“Beautiful” offers more than “One Fine Day” at Chanhassen Dinner Theatres.
Both the Broadway and national tour versions of the Carole King musical were well oiled, smooth machines, with Swiss clock-style automation used to fluidly move furniture, props and even performers onstage and off.
But at Chanhassen, which is putting on one of the first regional productions of this jukebox musical that sketches the life of an insecure Brooklynite who became a pop icon, the scenery is changed by the actors.
As staged by the father-daughter duo of Michael Brindisi and Cat Brindisi-Darrow and headlined by the stellar Monet Sabel, the production is human-powered in other ways.
The directors have crafted many fine and moving dramatic moments that go deeper into the mental state of King herself but especially of her husband, Gerry Goffin. And the beautifully rendered music is transporting.
Here are 10 things that make this production worth the trip:
10. The Brindisis bring a jeweler’s eye to the show, with a directorial vision that alternates pathos- and heart-evoking drama with surprising comedy before all the emotions are released in song. When we’re hearing the teenybopper hit “Oh Carol” on the radio, for example, Sam Stoll’s Neil Sedaka comes to life out of nowhere. Michael Gruber’s Don Kirshner, the legendary music industry executive, similarly pops up to push the action forward while eliciting laughs. And Kim Kivens, as Carole’s mother, maximizes the humor of her character’s few lines.

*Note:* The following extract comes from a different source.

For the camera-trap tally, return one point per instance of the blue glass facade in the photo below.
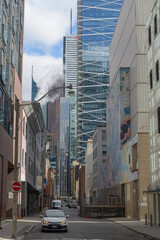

9. While Barbara Potinga’s period costumes and the wigs track a stylistic evolution from the square, buttoned up ‘50s to the bell-bottom ‘70s, the design team has stripped away much of the set that could get in the way of telling the story of a simple Brooklyn teen who dreams of a career in songwriting, gets pregnant at 16, marries her baby father-cum-songwriting partner Goffin.